The subtitle of the biography needs to be taken entirely seriously, as it was chosen by Jennings herself from the work of another poet (Marianne Moore). This phrase is only too appropriate for Jennings’s intolerable inner conflicts, which she attempted to elaborate in her own (unpublished) autobiographies, and it also illuminates her biography (also unpublished) of Gerard Manley Hopkins, a person like herself who suffered almost intolerable conflicts. Readers, however, need not take seriously reference to Jennings as ‘this ramshackle woman’ [p. xiii; cf. the photograph of her with her sister on p. 162]. The simple explanation of her clothing is that like many others she had a lifelong habit of dressing to keep warm. Fully to understand how she and other women lived in Oxford and beyond would require at least one chapter of ‘social history’ covering the time of her birth (1926) to her death (2001), given the aftermath of World War I and the grim years of World War II which left even comparatively well-off families struggling to sustain a decent life. The biography does, however, include some reflection on her family background and her miserable experiences as a youngster with a Roman Catholic culture, which in part explain the unhappiness of a person expressed in attempted suicides and mental breakdowns.
Jennings was indeed privileged in her schooling at Oxford High and then at St Anne’s Society for Home Students (later given ‘College’ status). She was one of two hundred young women in that society, themselves in minority in war-time Oxford bereft of many of its men, though not, fortunately, of the Dominicans and Jesuits who befriended her. The problem was that there was nothing predictable or manageable about being female, unmarried and possibly unmarriageable, educated and with the talents of a significant poet. She had the great courage to resign from job security (as an unqualified librarian) to support herself by writing, and so was frequently short of money – yet another source of deep anxiety. Despite everything, in ‘moments of grace’ poetry poured out of her.

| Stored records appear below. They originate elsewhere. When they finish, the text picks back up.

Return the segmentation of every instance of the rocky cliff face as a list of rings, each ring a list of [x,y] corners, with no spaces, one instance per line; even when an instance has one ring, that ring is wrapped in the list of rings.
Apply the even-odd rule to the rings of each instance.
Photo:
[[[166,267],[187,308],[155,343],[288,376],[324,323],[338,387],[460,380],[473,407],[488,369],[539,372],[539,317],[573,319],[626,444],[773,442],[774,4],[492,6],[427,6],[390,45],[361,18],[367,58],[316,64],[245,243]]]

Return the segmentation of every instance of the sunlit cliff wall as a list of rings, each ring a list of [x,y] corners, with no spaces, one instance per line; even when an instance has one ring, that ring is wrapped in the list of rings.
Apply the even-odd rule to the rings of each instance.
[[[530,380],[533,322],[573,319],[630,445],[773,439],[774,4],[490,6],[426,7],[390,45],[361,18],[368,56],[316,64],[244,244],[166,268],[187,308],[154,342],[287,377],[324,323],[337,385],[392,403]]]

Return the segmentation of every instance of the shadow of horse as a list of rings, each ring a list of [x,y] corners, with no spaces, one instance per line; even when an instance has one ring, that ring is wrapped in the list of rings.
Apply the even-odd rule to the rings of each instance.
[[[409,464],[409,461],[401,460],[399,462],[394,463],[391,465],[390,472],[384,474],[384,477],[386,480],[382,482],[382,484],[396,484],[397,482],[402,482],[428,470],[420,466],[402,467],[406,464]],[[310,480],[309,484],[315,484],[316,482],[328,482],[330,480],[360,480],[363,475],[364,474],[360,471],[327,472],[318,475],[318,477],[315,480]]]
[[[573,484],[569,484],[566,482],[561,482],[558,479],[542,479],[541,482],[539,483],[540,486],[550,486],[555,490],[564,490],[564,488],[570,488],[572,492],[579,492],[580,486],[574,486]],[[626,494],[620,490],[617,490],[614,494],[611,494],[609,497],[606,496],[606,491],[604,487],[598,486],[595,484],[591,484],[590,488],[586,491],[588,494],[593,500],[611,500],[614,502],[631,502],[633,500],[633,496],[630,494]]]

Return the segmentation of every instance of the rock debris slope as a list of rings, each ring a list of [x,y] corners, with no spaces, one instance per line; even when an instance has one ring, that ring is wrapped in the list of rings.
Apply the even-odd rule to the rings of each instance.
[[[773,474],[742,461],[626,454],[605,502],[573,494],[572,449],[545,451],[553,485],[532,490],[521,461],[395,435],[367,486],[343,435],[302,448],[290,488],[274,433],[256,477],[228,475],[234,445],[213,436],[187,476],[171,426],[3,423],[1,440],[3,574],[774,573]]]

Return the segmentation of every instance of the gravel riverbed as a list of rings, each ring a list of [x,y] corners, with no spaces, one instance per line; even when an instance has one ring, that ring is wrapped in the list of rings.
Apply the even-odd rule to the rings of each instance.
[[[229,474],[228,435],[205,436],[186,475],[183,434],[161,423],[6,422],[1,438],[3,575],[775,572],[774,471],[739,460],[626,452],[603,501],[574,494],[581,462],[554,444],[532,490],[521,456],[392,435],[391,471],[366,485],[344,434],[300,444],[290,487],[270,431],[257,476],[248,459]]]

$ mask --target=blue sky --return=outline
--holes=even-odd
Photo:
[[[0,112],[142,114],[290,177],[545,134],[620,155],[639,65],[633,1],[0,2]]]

Moreover, whether she liked it or not, through her poetry she became a theologian in an age when women were supposed to be incapable of anything of the kind and other poets found religious conviction problematical. Those concerned with ‘incarnational’ religion should attend to her own perceptions of the inter-relationship of two items of her prose work, Every Changing Shape (1961) and Christianity and Poetry (1965). Some of her readers understood her importance, and Durham University offered her an honorary DD, but unfortunately she was enduring her final illness and was unable to receive it.